The Vautrin Lud Award is typically given to a person who has made outstanding contributions to the field of geography and has achieved a wide international reputation as an outstanding scholar.
“It is always an honor to be elected by one’s peers around the world,” said Storper, who joins a select group of UCLA Luskin faculty who have earned the accolade. The late Edward Soja received the honor in 2015 and emeritus professor Allen J. Scott won in 2003.
“Michael Storper’s contributions have been transformative and, in the spirit of urban planning, provide practical guidance on developing metropolitan regions around the globe,” said Chris Tilly, professor and chair of Urban Planning at UCLA Luskin.

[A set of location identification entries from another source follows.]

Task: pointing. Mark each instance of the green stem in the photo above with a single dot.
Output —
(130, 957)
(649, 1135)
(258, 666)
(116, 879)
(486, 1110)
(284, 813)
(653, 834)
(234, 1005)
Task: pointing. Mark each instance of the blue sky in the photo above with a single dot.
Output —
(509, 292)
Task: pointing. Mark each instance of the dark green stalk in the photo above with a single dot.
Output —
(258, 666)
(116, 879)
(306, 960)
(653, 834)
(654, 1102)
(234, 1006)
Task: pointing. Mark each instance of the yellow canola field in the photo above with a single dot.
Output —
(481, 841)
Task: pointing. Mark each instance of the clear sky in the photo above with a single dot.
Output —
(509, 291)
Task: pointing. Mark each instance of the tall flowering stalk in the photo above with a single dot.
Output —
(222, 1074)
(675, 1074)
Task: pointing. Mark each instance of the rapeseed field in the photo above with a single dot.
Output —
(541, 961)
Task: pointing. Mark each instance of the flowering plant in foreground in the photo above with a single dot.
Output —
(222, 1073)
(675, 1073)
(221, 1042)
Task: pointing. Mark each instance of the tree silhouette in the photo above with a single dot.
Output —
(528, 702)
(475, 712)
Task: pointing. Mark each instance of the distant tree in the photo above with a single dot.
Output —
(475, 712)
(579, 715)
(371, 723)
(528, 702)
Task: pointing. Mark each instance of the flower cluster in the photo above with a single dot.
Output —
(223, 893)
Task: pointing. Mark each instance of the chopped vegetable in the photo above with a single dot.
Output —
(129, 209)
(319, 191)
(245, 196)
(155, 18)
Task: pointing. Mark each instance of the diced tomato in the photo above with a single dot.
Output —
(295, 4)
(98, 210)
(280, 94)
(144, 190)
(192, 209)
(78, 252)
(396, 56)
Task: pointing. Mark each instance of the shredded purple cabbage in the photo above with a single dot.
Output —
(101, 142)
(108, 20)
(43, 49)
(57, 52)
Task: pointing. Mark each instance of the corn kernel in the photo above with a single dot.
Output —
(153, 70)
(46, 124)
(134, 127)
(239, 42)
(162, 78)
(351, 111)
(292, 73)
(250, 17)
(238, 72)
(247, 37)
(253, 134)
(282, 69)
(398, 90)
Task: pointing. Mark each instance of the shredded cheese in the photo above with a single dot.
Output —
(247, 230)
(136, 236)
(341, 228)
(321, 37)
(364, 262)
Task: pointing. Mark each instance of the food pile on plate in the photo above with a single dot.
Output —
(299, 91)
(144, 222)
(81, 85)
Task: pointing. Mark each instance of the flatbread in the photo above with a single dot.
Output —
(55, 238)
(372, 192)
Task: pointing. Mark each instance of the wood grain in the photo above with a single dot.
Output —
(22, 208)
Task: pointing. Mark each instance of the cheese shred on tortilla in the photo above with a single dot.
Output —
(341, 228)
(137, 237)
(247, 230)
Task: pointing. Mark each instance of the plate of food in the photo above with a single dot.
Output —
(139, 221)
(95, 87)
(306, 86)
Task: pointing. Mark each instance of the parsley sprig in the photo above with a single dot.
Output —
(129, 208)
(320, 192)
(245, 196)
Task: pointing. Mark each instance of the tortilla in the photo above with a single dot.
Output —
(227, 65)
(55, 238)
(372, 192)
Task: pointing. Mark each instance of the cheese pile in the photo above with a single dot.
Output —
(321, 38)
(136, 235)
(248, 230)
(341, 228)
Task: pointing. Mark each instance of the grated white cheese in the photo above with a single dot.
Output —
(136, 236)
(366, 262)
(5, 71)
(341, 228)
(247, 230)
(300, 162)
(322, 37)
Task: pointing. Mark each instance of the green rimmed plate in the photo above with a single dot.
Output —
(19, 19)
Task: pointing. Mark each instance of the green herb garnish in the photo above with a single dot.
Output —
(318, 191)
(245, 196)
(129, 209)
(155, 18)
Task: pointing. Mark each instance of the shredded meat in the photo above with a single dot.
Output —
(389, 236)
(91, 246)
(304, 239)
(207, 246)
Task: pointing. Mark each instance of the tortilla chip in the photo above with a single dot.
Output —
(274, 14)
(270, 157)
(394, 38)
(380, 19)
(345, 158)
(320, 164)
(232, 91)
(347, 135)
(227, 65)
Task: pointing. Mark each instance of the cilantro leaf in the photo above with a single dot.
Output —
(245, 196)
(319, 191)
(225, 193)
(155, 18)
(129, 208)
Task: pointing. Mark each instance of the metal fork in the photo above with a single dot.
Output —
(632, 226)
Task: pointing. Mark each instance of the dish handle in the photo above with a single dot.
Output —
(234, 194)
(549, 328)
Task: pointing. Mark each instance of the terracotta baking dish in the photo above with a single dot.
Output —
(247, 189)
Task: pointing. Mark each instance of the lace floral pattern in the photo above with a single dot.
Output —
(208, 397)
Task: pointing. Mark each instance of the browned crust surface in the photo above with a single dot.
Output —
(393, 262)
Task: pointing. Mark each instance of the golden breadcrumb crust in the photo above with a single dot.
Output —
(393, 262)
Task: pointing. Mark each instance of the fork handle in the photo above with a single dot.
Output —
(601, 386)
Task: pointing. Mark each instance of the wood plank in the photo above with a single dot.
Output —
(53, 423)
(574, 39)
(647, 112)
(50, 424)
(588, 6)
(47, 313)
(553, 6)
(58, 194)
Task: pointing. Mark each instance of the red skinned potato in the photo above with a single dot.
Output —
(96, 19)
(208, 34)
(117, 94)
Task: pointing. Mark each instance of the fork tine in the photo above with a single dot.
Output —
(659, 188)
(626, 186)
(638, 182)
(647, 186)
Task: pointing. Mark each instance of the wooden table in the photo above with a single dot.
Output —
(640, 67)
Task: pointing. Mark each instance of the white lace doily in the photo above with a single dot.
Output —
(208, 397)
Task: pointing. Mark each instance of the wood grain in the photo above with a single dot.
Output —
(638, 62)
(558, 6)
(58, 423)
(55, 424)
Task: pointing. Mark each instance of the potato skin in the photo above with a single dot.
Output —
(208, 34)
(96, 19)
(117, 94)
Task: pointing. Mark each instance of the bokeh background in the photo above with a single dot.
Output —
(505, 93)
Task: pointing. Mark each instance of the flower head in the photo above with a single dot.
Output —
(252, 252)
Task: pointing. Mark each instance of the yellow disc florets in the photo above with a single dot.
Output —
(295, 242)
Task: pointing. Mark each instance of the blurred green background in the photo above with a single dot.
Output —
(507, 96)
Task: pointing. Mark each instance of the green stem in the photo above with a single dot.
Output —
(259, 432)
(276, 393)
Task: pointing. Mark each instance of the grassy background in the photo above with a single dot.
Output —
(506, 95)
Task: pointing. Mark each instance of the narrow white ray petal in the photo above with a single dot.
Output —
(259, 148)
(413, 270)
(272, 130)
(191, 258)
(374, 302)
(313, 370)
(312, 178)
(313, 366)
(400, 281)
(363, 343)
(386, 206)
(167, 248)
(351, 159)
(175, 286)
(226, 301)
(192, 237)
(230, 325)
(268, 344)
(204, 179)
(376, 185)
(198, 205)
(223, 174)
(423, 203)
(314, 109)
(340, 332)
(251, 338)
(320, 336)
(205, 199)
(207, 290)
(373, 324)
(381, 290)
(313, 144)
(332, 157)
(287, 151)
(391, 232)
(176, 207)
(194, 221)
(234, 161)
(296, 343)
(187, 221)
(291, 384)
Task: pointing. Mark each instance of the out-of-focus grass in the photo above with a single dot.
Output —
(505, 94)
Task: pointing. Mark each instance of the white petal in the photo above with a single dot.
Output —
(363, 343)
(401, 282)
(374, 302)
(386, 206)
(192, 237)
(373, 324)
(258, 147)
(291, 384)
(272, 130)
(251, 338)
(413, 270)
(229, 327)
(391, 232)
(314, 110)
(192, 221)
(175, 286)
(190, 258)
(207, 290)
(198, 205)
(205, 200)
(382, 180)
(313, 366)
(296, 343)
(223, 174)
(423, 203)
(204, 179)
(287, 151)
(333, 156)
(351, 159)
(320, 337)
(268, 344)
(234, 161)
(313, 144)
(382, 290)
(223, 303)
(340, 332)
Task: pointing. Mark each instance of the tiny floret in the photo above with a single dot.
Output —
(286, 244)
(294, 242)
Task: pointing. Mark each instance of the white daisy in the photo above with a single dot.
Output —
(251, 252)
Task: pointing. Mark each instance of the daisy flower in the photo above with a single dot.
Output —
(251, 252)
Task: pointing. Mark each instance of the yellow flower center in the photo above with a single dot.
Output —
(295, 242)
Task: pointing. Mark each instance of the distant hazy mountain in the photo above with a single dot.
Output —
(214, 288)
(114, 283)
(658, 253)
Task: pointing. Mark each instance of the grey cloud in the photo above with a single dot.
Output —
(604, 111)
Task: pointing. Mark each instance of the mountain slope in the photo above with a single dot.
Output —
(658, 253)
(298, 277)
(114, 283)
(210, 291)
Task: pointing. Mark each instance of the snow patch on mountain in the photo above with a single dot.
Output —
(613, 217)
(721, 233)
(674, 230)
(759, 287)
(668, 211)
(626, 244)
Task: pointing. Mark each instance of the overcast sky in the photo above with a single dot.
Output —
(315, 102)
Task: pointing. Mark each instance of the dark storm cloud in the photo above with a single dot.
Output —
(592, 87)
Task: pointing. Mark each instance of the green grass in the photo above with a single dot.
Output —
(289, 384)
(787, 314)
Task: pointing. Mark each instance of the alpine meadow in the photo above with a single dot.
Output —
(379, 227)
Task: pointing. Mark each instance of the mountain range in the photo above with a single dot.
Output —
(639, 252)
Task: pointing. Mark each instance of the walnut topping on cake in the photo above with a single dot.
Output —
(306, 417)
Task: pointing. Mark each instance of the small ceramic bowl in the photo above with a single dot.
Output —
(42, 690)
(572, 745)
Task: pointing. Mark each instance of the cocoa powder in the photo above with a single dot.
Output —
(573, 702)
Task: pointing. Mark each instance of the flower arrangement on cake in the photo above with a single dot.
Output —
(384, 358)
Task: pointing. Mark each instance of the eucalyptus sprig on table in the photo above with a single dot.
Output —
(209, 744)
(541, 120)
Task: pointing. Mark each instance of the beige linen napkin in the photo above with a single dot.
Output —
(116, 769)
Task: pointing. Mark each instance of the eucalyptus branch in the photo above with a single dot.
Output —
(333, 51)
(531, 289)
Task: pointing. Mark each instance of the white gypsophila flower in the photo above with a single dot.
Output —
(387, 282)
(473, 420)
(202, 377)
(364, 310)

Storper, who received his Ph.D. in geography from the University of California, Berkeley, and who has been affiliated with UCLA for four decades, is an international scholar who focuses his research and teaching on the closely linked areas of economic geography, globalization, technology, city regions and economic development.
He holds concurrent appointments in Europe, at the Institute of Political Studies (“Sciences Po”) in Paris, where he is professor of economic sociology and a member of its Center for the Sociology of Organizations; and at the London School of Economics, where he is professor of economic geography.
The Vautrin Lud Prize, created in 1991, rewards the work and research of a single distinguished geographer, identified after consultation with hundreds of researchers around the world. The prize, sometimes referred to as the “Nobel Prize in Geography,” is considered the highest international award in the field.
The annual award is named after the French scholar who was instrumental in naming America for the Florentine navigator Amerigo Vespucci, whose account of landing on the North American continent found its way to the group of Saint-Dié-des-Vosges scholars directed by Lud. In 1507, the group used Vespucci’s accounts to publish one of the earliest geographical treatises regarding the New World.
The honor adds to awards Storper has received for his decades of work and research.
The American Association of Geographers awarded Storper its Distinguished Scholarship Honors for 2017, and he received the 2016 Gold Founder’s Medal from the Royal Geographical Society (with the Institute of British Geographers).
Storper, co-author of the 2015 book, “The Rise and Decline of Urban Economies: Lessons from Los Angeles and San Francisco,” was previously named to the Thomson Reuters list of the World’s Most Influential Scientific Minds of 2014. In 2012, he was elected to the British Academy and received the Regional Studies Association’s award for overall achievement as well as the Sir Peter Hall Award in the House of Commons. He also holds an honorary doctorate from the University of Utrecht in the Netherlands.